CONSTANTIN BARTSOCAS and KIKI VASILICI BARTSOCAS,
Appellees.
Nos. 4D06-2267, 4D06-2407 & 4D06-2787
[ March 5, 2008 ]
ON AMENDED MOTION FOR REHEARING
HAZOURI, J.
We grant appellees’ amended motion for rehearing, grant the motion
for clarification, withdraw our previous opinion and substitute the
following in its place.
Appellants/cross-appellees, Ace J. Blackburn, Jr., Joan A. Wagner,
Chris A. Economou, and Gus Morfidis, as Personal Representatives of the
Estate of Konstantinos Boulis a/k/a Gus Boulis (“The Estate”), appeal
from the following orders of the trial court: (1) Order Granting Partial
Summary Judgment in Favor of the Defendants; (2) Order Denying
Defendants’ Motion for Judgment Notwithstanding the Verdict and
Incorporated Request for Remittitur and/or New Trial on Damages; and
(3) Order Granting Plaintiffs’ Motion for Pre-Judgment Interest in this
court’s case number 4D06-2267. The Estate also appeals from the trial
court’s Order Denying Defendants’ Motion for Judgment Notwithstanding
the Verdict and Corrected Incorporated Request for Remittitur and/or
New Trial on Damages and Denying Plaintiffs’ Motion for Declaratory
Judgment in this court’s case number 4D06-2407. The Estate also
appeals the Final Judgment in favor of appellees/cross-appellants,
Constantin Bartsocas and Kiki Vasilici Bartsocas in case number 4D062787. The Bartsocases filed their cross-appeal of the Order Granting
Partial Summary Judgment in Favor of the Defendants and the Order
Denying Defendants’ Motion for Judgment Notwithstanding the Verdict
and Corrected Incorporated Request for Remittitur and/or New Trial on
Damages and Denying Plaintiffs’ Motion for Declaratory Judgment. The
three cases were consolidated by this court.

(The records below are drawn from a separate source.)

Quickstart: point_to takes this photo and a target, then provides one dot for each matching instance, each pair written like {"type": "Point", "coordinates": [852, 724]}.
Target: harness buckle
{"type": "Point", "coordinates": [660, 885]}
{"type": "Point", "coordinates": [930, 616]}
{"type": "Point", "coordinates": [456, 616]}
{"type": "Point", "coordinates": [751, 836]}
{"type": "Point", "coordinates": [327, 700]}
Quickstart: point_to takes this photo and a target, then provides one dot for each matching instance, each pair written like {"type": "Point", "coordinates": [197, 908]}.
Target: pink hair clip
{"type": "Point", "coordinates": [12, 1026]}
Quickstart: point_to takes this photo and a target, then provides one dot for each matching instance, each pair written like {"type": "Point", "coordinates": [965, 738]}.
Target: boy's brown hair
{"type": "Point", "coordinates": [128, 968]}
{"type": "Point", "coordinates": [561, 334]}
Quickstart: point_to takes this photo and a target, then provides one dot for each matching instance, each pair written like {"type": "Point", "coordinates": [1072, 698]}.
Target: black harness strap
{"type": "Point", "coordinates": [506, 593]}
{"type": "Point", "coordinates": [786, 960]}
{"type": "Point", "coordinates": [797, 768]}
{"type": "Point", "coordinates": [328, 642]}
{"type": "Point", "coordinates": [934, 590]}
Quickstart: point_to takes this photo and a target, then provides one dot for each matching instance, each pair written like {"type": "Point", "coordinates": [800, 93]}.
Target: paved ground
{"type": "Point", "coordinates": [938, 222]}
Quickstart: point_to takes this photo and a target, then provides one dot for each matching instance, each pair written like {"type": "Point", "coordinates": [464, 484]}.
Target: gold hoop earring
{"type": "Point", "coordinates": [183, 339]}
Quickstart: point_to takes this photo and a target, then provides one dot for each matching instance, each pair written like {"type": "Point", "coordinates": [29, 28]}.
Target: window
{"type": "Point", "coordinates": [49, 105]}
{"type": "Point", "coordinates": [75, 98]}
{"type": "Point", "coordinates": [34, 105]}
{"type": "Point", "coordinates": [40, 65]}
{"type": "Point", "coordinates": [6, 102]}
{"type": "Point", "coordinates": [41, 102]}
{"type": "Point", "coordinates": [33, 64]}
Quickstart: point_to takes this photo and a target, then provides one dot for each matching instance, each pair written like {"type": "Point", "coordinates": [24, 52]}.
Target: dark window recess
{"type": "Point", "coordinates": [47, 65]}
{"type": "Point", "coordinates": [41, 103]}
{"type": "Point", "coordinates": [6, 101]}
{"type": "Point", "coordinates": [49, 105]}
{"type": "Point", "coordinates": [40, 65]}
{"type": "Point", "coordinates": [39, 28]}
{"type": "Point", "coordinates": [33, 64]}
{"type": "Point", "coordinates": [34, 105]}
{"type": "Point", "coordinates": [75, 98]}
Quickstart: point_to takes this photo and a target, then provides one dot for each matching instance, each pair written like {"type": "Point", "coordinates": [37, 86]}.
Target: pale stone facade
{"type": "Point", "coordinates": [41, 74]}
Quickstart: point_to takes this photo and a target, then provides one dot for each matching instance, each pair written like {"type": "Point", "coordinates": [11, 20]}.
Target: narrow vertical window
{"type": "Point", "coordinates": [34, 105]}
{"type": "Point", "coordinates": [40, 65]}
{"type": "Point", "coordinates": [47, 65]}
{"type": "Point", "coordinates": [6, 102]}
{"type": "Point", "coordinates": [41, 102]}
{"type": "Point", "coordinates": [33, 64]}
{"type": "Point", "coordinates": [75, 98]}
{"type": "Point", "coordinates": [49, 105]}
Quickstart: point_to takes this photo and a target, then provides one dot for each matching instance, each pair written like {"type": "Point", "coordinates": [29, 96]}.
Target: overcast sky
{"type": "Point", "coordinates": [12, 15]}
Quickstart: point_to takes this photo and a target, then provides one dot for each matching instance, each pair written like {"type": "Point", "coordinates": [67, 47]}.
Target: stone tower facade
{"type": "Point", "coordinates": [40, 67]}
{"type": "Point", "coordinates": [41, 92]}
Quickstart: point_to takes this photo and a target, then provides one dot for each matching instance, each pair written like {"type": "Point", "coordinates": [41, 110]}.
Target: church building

Although there are numerous points on appeal and cross-appeal, the
fundamental issue in the case is whether the jury’s verdict awarding the
Bartsocases $1,211,231.00 under their unjust enrichment claim can be
sustained. We find that it cannot and reverse.
The Bartsocases’ claim arises out of a longstanding relationship
The initial
between themselves and the decedent, Gus Boulis.1
relationship developed as a friendship when all of the parties resided in
Canada, where Boulis was involved in ownership, operation and
management of various “Mr. Submarine” franchise restaurants. The
Bartsocases left Canada to open a restaurant in the Florida Keys. In
1978, Boulis visited the Bartsocases in the Keys and decided to move to
Florida and develop certain business enterprises. From 1979 through
2000, the parties worked in certain businesses which were formed as
corporations by Boulis.
Boulis was the owner of the corporations and all properties associated
therewith. The Bartsocases worked in several of the businesses. They
contend that they had an oral partnership agreement with Boulis in
which they would invest their time and effort with little, if any,
compensation and at some point in time would share in the proceeds and
profits of the partnership. From 1979 through 2000, the Bartsocases
received $384,519.00 from the alleged partnership.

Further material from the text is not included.